At the very least, Batman is extended a tiny platform before his death glares at Superman take over the movie. Superman, not so much, and Cavill has precious little to do but pout and gloom (a small shame since the actor expressed old school suave so memorably in the underrated The Man From U.N.C.L.E.). If I’m intentionally eschewing plot points, that’s because most are quite basic (if needlessly convoluted) and prove ever more straight-faced silly as the movie winds down its interminable running time; the trailers pretty much give the whole bag away anyhow. Lex proves the puppet master (the urine jar has a purpose) in pitting Batman against Superman and yet when the two eventually start to pound on one another, it’s hardly the thrill you might be hoping for. It all really amounts to a fickle misunderstanding anyway, a boys-will-be-boys school yard tussle between two hulky, thick-headed, angst-ridden mamma’s boys. Batman v Superman does have one ace up its sleeve, but is far too-timid to fully engage with it. That would be the eternity-and-a-day-in-waiting first cinematic appearance of Wonder Woman (Gal Gadot).
The entrance of the Amazonian warrior is instantly rousing, but lest we gong the feminist drum too loudly, it’s more than a little distressing that Wonder Woman has the scantest of screen time and is mostly presented in cleavage-bearing gowns; mostly serving as window dressing for Wayne. It would have been a treat had Diana Prince been granted a few moments of legitimate agency of her own. The same could be said of Adams’ Lois Lane or for the character of Senator Finch (played by the always-welcome Holly Hunter), who questions the unilateral missions of Superman, both of whom are saddled with equally joyless side stories of their own.

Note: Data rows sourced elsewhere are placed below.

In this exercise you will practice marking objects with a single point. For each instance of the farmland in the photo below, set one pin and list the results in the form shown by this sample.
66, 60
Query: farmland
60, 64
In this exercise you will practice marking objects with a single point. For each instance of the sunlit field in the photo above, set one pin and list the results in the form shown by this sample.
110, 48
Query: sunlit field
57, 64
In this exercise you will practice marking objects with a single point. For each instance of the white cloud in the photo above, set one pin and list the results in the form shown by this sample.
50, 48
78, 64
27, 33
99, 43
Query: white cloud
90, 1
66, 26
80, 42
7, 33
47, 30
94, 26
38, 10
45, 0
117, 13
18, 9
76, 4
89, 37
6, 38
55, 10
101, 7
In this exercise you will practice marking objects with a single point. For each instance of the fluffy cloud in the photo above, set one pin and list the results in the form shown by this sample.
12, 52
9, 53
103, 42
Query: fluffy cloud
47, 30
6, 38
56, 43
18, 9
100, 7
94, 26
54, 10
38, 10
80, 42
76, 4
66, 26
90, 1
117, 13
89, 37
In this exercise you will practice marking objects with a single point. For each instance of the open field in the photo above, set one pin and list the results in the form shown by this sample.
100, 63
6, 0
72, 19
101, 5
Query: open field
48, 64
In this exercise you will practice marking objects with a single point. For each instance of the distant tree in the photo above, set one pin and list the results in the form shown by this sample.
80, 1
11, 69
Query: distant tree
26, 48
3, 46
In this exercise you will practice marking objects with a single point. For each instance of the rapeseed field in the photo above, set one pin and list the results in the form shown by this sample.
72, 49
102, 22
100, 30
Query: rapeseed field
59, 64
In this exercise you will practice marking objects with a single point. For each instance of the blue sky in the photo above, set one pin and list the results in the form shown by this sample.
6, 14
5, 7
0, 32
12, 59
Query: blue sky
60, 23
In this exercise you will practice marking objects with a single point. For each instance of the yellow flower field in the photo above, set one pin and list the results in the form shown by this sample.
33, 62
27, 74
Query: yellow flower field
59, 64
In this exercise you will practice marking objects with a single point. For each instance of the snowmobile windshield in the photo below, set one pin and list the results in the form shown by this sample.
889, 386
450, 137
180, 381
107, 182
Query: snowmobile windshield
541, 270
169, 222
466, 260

The most depressing aspect of Batman v Superman lies in its contrast between tone and style. The characters and their consistent dourness make the proceedings super unpleasant but the filmmaking palette is ambitious and meticulously crafted from a team of artisans who clearly put tremendous care into every shot. Visually, this isn’t a paint-by-numbers, blander-than-bland movie on terms of conception (in sharp contrast to how some of the Marvel features look and sound). There’s evocative flourishes that flood specific frames in sometimes fascinating ways – Snyder may not be a great storyteller but he’s nearly always an interesting visual stylist. Not everything is attractive to the eyes or ears, but there’s an acutely clear and careful consideration of all of the movie’s production elements – production design, sound mix, score, visual effects. If they had just removed the two whinny d-bags from its center, there might have been great potential here.
Verdict: 1 out of 5
Joyless and criminally too long, Batman v Superman hopes to ignite the start of a long-in-tooth DC Cinematic Universe but director Zack Snyder offers little by way of escapism. Instead, we get a relentlessly bleak and altogether off-putting variant of two of the most treasured characters in history. They brood, they fight and we all lose.